Seven Seas Bar and Grill
"Somwthing tells me the Seven Seas Bar doesn't appreciate you bringing it up, but what do I know?"
I should have mentioned that it was over thirty years ago. If the Seven Seas Bar and Grill (let alone the game) still exists then I'm Barnacle Bill.
No, there was no frisking and no metal detector. The guys were all pretty well over forty for the most part, and were no doubt involved in various and sundry illegal schemes. I worked a week on and a week off as a deckhand/mate on an oil rig tender. There was a free ferry down at the foot of canal street and inevitably when my week off was over I'd be riding it and then walking the dusty road to the pickup place to go back to work, penniless.
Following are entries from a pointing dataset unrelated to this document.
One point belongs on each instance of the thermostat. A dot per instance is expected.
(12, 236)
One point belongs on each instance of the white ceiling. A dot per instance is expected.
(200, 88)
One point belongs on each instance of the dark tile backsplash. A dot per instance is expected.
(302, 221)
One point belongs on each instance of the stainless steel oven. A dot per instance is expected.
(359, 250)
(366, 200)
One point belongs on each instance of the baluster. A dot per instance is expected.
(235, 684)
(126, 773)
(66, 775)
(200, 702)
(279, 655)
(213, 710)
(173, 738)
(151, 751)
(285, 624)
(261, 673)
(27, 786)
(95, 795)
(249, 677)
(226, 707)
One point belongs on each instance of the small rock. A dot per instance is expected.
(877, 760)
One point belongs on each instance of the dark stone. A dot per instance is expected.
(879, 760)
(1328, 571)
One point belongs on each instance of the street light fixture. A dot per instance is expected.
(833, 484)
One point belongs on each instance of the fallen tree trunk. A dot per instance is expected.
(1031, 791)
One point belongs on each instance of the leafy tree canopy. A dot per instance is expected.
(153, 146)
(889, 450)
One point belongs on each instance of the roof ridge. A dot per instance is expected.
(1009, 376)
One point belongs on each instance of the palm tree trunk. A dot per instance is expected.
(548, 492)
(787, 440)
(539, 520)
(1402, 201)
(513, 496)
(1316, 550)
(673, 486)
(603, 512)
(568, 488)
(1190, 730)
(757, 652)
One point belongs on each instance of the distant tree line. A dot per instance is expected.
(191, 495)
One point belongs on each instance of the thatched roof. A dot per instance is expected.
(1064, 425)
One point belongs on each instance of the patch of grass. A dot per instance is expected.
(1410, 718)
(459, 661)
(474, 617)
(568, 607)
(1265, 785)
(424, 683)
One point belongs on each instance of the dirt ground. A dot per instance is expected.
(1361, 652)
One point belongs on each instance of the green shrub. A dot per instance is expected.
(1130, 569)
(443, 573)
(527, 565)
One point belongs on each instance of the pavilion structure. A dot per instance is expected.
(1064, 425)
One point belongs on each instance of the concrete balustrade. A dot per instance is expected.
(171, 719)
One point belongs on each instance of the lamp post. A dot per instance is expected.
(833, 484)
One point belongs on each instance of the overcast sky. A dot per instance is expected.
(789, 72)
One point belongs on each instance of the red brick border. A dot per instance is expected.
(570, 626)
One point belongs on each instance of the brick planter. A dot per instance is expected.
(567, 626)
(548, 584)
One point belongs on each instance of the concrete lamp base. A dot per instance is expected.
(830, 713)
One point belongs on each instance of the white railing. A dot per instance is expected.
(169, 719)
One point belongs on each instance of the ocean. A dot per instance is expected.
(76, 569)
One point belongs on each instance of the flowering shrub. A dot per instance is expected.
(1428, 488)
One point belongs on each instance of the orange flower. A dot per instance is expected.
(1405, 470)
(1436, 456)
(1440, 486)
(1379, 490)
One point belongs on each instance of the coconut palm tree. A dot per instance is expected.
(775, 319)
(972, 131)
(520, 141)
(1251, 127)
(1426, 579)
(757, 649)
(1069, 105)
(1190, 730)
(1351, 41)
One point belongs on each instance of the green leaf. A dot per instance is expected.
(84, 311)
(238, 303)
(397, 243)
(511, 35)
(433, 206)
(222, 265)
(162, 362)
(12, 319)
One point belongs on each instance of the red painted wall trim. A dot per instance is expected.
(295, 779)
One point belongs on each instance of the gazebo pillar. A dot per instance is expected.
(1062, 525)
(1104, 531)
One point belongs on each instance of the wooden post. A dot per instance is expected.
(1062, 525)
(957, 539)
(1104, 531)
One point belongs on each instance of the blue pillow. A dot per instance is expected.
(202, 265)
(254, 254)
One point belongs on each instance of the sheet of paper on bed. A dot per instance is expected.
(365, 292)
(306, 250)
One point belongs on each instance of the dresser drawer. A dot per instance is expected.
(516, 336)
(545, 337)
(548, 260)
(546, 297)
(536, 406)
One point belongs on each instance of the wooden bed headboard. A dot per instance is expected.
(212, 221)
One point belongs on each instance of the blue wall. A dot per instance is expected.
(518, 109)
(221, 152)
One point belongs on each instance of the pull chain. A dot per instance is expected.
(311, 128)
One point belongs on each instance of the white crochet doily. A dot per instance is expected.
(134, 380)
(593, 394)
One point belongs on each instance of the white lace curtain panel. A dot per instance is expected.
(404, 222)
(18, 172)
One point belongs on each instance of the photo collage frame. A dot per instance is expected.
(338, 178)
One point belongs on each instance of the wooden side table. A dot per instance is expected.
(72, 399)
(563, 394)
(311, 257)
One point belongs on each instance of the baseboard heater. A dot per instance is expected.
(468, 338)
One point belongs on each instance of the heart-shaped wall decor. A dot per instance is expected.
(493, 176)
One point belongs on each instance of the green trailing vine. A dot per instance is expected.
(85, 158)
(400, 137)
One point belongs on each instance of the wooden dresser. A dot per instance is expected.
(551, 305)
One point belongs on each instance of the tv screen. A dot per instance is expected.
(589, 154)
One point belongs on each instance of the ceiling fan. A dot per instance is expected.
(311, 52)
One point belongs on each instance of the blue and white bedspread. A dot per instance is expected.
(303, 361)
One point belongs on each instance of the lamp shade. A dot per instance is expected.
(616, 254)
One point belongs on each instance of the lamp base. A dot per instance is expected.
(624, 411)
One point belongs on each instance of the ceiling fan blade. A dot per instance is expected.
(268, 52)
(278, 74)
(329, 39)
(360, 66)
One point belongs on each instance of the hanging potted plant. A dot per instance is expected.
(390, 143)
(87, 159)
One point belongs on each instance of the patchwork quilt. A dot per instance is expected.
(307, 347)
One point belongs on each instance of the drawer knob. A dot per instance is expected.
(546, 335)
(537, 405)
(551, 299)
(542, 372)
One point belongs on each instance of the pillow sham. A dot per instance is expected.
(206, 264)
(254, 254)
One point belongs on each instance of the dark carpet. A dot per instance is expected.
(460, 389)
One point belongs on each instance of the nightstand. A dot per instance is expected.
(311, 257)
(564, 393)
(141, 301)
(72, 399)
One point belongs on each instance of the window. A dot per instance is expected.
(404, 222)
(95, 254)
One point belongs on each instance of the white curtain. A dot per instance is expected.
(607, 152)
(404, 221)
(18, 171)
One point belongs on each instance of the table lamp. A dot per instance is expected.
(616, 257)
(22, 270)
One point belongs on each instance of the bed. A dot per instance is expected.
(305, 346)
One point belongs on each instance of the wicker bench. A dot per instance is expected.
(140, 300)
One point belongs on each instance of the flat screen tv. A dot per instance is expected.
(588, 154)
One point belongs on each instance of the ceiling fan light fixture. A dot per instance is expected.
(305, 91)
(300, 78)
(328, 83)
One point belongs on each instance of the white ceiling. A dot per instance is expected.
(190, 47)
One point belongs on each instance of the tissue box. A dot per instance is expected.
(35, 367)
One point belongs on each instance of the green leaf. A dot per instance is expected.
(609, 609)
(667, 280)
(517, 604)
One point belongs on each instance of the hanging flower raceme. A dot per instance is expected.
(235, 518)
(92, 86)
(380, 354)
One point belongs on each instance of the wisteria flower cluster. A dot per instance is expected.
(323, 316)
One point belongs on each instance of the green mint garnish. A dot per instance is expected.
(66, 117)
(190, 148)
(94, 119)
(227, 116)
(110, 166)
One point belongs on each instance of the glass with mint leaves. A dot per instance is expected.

I think Presevation Hall still exists, right next to Pat O'brien's, which claims to be the home of the first Hurricane. You'd get your drink and carry it next door to Preservation Hall and sit on the floor or stand and listen to the best Dixieland since Jelly Roll Morton and Louis Armstrong. It cost a buck to sit as well as stand, but if there were no seats left you had your choice.
If you have ever seen the movie "Cincinatti Kid" there is a piano player in the jazz band named Sweet Emma Barrett. I watched her play there, in Presevation Hall a couple of times. She had had a stroke and could only play with one arm. New Orleans aint what it used to be since they took to marketing the panache - the ambience, to personality of the place.
But you can still find the bouree games on the backwoods bayou, I reckon.